Герцен вздохнул. Он не мог увернуться, он вынужден был нанести удар. Он сказал тихо:
— Я согласен с Белинским. Кетчер крикнул:
— Когда пал Робеспьер, тогда кончилась революция! И пришли к власти авантюристы. А Робеспьер был человек идеи!
— Да, он был человек идеи. Он был идейный палач.
Грановский сказал это тихо, но твердо, чуть шепелявя, как всегда, когда волновался.
Герцен смотрел на него с грустью. Ему вспомнились слова Белинского: «Тимофей — человек хороший, но одно в нем худо — умеренность». Он все еще не терял надежды затушить спор. Он сказал, стараясь перевести все в шутку, в беззаботную застольную болтовню:
— Ты Кетчера не слушай. Он вместо молитвы читает на ночь речи Робеспьера.
— Холодные и риторические, — проговорил Грановский с презрением.

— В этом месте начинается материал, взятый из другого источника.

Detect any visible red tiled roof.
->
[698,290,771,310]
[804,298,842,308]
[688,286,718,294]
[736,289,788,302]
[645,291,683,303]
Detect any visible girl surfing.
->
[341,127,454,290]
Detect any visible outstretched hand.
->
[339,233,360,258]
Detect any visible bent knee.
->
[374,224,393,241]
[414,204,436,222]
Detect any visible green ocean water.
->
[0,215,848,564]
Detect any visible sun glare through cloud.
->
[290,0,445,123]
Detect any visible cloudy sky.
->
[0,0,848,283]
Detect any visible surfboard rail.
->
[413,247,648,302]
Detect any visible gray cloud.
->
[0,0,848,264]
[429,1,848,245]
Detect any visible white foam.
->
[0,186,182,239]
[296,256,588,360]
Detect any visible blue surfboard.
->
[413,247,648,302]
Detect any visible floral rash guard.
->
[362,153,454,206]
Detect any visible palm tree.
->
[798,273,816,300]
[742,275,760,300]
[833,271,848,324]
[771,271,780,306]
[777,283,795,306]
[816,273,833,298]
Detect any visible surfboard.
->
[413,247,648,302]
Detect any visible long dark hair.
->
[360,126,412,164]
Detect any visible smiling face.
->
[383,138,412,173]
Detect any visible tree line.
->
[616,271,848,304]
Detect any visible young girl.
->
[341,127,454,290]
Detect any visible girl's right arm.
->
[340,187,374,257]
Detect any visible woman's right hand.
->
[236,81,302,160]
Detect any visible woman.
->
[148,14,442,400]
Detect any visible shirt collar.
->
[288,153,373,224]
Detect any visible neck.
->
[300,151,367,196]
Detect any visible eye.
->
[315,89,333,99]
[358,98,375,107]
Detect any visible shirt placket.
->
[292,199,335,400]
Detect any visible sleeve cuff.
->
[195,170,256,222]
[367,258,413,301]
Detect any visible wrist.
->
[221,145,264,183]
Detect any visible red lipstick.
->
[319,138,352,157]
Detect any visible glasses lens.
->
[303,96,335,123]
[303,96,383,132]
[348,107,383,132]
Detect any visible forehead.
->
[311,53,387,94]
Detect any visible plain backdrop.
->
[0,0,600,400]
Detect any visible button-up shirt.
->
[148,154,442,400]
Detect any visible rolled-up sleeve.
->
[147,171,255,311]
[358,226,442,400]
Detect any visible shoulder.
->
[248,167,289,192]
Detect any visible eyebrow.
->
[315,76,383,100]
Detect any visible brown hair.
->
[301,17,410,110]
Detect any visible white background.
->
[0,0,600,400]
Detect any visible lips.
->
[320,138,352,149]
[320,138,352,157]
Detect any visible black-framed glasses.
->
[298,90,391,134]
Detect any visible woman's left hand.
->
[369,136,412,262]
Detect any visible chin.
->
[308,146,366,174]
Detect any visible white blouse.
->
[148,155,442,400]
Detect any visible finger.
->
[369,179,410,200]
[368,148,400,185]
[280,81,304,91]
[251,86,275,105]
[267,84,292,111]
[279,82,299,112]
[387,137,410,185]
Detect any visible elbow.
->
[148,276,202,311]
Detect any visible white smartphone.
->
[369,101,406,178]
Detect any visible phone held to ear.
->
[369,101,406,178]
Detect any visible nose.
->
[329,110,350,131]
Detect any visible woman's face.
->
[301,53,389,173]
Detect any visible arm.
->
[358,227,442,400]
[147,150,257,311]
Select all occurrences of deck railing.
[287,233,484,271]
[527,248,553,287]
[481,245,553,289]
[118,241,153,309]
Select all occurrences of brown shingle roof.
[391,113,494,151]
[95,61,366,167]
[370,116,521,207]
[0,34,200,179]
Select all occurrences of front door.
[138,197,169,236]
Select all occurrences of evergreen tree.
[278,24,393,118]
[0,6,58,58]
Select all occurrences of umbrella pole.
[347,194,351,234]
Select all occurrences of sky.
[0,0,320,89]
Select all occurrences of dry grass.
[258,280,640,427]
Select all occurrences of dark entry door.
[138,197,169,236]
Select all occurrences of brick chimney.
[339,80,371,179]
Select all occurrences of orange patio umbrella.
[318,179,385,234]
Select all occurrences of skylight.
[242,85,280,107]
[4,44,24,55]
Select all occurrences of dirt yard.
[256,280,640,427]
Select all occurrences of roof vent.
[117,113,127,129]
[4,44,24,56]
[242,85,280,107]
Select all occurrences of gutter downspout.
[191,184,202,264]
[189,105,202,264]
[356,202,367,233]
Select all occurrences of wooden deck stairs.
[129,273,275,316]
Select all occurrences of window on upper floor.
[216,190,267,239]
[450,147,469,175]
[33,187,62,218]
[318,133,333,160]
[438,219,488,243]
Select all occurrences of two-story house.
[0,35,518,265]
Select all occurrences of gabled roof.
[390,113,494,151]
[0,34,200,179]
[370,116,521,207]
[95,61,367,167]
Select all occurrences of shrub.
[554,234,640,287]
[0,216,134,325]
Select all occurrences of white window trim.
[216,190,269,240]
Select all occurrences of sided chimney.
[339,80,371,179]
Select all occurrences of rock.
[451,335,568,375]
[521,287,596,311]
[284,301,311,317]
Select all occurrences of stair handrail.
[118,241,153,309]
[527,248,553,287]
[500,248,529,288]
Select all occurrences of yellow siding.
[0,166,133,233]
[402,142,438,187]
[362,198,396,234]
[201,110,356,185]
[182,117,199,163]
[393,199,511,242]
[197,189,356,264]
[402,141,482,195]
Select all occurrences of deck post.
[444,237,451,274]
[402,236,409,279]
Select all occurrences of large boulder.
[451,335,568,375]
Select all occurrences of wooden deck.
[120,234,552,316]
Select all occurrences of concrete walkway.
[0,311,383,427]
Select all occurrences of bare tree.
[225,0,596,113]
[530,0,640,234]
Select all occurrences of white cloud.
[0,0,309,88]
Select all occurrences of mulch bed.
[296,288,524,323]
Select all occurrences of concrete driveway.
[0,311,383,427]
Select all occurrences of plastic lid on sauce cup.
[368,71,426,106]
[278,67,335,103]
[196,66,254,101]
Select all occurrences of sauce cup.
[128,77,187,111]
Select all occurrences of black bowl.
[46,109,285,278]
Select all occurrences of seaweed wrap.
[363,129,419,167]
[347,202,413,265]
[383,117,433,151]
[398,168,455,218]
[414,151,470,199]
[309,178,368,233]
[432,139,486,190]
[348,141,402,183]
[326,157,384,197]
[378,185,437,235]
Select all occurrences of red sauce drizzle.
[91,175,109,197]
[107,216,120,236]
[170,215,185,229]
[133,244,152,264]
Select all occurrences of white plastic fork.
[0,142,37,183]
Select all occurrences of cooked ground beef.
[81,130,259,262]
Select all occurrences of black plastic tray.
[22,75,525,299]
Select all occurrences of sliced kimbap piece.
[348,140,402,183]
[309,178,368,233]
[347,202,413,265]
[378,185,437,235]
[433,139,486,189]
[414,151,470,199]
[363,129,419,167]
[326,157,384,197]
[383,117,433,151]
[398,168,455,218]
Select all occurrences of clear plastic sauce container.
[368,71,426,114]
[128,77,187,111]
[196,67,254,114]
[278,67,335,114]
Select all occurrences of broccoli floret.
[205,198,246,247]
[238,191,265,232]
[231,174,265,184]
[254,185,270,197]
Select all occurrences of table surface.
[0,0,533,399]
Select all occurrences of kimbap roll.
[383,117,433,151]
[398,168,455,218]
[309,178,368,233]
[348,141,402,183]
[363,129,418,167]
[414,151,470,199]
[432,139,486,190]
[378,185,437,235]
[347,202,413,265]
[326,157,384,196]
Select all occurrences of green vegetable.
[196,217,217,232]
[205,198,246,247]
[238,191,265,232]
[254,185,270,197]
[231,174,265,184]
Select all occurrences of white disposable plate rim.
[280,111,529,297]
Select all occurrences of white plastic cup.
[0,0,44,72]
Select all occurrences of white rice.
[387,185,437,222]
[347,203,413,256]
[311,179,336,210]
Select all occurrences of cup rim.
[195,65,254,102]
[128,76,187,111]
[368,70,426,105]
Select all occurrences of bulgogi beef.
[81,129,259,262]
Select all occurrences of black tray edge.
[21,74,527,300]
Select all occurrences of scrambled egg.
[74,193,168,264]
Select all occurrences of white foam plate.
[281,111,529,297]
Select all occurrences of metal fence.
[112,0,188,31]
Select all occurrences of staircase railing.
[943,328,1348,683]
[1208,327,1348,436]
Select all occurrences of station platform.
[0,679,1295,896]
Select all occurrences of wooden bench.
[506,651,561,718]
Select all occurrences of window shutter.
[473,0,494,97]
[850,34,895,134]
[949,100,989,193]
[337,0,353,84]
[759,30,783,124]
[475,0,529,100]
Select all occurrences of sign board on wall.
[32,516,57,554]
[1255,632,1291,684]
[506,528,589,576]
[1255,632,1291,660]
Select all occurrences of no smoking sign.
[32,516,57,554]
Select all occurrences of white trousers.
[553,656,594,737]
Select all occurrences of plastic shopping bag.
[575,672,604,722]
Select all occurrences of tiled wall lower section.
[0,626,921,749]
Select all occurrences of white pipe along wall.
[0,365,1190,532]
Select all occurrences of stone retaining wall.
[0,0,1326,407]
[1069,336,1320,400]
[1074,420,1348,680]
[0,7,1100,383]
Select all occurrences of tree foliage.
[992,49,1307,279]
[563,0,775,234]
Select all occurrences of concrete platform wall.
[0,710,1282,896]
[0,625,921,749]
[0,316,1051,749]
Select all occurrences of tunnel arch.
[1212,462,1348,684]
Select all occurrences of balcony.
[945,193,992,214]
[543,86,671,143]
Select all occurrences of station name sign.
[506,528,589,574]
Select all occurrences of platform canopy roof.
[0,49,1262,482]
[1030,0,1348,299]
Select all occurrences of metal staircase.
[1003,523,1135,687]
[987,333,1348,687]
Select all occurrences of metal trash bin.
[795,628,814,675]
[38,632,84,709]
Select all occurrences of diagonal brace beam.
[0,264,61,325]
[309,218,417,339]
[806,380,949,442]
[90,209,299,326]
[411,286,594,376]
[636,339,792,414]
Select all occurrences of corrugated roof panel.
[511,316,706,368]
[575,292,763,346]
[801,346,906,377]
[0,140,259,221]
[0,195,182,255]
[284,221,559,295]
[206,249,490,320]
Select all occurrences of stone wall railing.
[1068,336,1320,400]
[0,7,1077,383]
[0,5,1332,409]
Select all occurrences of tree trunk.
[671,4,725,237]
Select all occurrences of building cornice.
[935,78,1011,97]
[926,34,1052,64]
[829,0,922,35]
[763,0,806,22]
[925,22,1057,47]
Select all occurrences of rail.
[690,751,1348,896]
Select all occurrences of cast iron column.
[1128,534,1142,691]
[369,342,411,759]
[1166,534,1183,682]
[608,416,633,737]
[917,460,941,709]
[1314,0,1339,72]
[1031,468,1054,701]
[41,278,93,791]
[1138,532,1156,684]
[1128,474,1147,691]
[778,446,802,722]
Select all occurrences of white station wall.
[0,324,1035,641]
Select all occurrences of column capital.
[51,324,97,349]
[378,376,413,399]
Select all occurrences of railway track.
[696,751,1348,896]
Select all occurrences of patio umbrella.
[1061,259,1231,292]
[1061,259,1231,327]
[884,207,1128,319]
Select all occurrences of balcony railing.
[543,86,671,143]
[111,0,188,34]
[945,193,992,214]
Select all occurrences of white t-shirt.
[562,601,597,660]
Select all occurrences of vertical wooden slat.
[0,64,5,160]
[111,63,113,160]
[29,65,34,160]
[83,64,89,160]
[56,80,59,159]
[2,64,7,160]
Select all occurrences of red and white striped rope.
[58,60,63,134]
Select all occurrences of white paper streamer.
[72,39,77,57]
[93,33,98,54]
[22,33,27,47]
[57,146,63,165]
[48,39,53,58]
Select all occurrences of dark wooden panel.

И эта нотка презрения вдруг взорвала Герцена. Забыв о своих благих намерениях затушить разыгравшийся за столом спор, он вскричал:
— Если так, значит, ты осуждаешь Карла Занда? По-твоему, он не должен был убить этого мерзавца Коцебу, из-за которого гибли на каторге и в петле десятки людей?
Грановский оглянулся на жену. Щеки ее пылали. Она смотрела на Герцена с возмущением. Грановский устало провел рукой по лбу.
— Знаешь, Александр, в односторонность твоего мнения я не хочу вдаваться, — сказал он.
Герцен промолчал.
Они оба уходили от спора. На этот раз успели. Но груды взрывчатого материала по-прежнему лежали между ними.
Все вышли из-за стола и пошли прогуляться в поле. Анненков приблизился к Огареву.
— Николай Платонович, я не узнаю Герцена, — сказал он, — что он вдруг так мягок?
Огарев обмахивался самодельным веером из листа лопуха. Обильная пища разморила его. Он прилег бы с удовольствием, но не хотел оставлять Герцена: у него было предчувствие грозы. Спор о Робеспьере — это только первые отдаленные раскаты надвигающегося грома.